Libros del Asteroide, 2019. 330 páginas.
Tit. or. Frankshtayn fi Baghdad. Trad. Anna Gil Bardají.
Tras un terrible atentado un trapero recoge fragmentos de cuerpos que junta, como alucinado, cerca de su casa. Cuando vuelve para deshacerse de los restos han desaparecido, y un extraño ser venido a la vida se dedica a recorrer las calles de Bagdag y a impartir una particular forma de justicia.
Me han gustado mucho el retrato de los personajes, la vieja que sigue esperando la llegada de su hijo y se comunica con un santo, el trapero que vive de manera miserable pero lleva adelante su negocio y el periodista que aspira a convertirse en su jefe sin darse cuenta del espacio que los separa. Y muchos otros personajes secundarios.
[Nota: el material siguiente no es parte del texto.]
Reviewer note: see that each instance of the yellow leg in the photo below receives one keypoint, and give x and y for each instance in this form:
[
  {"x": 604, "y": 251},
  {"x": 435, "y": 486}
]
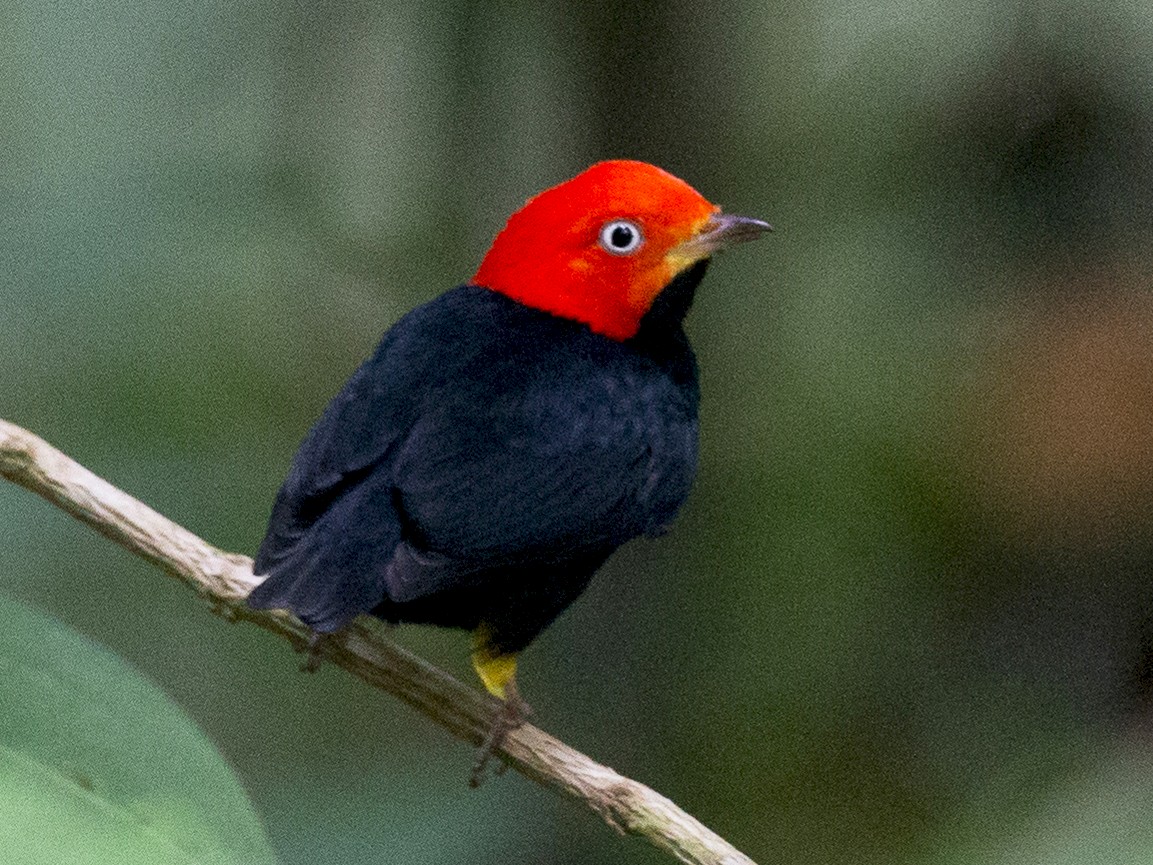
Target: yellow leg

Pero la trama, pese a que la idea es poderosa, se me hizo larga y poco interesante, apenas un pequeño hilo para juntar, como un frankenstein literario, las vidas de los pobladores de este libro.
Está bien.
El cielo estaba nublado y presagiaba fuertes lluvias. Los obreros formaban una larga cola en la acera frente a la iglesia armenia, un edificio blanco y suntuoso, con robustos campanarios decorados con enormes cruces. Algunos contemplaban la iglesia en silencio, otros fumaban, charlaban, tomaban té y galletas en los numerosos puestos que se extendían por la amplia acera, o comían nabos en vinagre o baklavas comprados a los vendedores ambulantes. Esperaban un coche que transportara jornaleros y capataces a alguna construcción o derribo. Un poco más allá, en la misma acera, estaba la parada de los microbuses Kia o Koster que cubrían las líneas de Karrada y de la Universidad Tecnológica. Y en la acera de enfrente, escenas similares: coches aparcados, puestos y tenderetes de cigarrillos, dulces, ropa interior y otras cosas. Un cuatro por cuatro de color gris metalizado se detuvo. Los trabajadores sentados en el suelo se levantaron y, cuando se disponían a subir, el coche estalló. Nadie sabía qué había pasado. Sucedió en una fracción de segundo. Los que no resultaron heridos, por hallarse lejos del coche o por otras razones —como la de estar protegidos por otros cuerpos, o encontrarse detrás de los coches aparcados o en alguna de las callejuelas que desembocaban en la calle principal—, percibieron la explosión —no solo ellos, sino muchos otros: los empleados de las oficinas del edificio adyacente a la iglesia armenia o los conductores más alejados— al ver la inmensa nube de humo y llamas que devoraba los coches y los cuerpos a su alrededor, cortaba los hilos eléctricos y asfixiaba a los pájaros. Cristales rotos, puertas abatidas, paredes resquebrajadas, techos hundidos en varias casas antiguas del barrio de Batauín, y otros daños menos visibles, todo ello en un instante.
Hadi observó la escena. El alboroto había cesado y la gran nube de humo empezaba a difuminarse, dejando entrever finas columnas de humo negro que se elevaban de los coches en llamas, además de infinidad de pequeños fragmentos de objetos calcinados esparcidos por la acera. Los coches de policía llegaron enseguida y acordonaron la zona. Había heridos que gemían y cuerpos abrazados, amontonados en la acera, ahora cubierta por una capa roja y negra.
Hadi aseguraba que, cuando llegó al lugar de los hechos, se quedó en un rincón de una tienda de herramientas y materiales de construcción, con una calma absoluta. Que encendió un pitillo y se puso a fumar, como si quisiera disipar el abominable olor del humo. La imagen de hombre sin escrúpulos que ofrecía de sí mismo le complacía. Esperaba despertar reacciones en los rostros de quienes le escuchaban.
Llegaron las ambulancias y se llevaron a los heridos y los muertos. Luego vinieron los bomberos. Apagaron el fuego de los vehículos y unas grúas remolque Dodge los retiraron y se los llevaron quién sabe dónde, mientras las mangueras de los bomberos seguían limpiando los restos de sangre y polvo. Hadi seguía mirando la escena muy concentrado. En concreto el sórdido festival de escombros y destrucción. Tras cerciorarse de que lo había visto, tiró la colilla y salió disparado a recogerlo del suelo, antes de que los potentes chorros de agua lo desplazaran y cayera en una alcantarilla. Lo enrolló en un saco de arpillera, se puso el paquete bajo el brazo y se marchó de allí a toda prisa.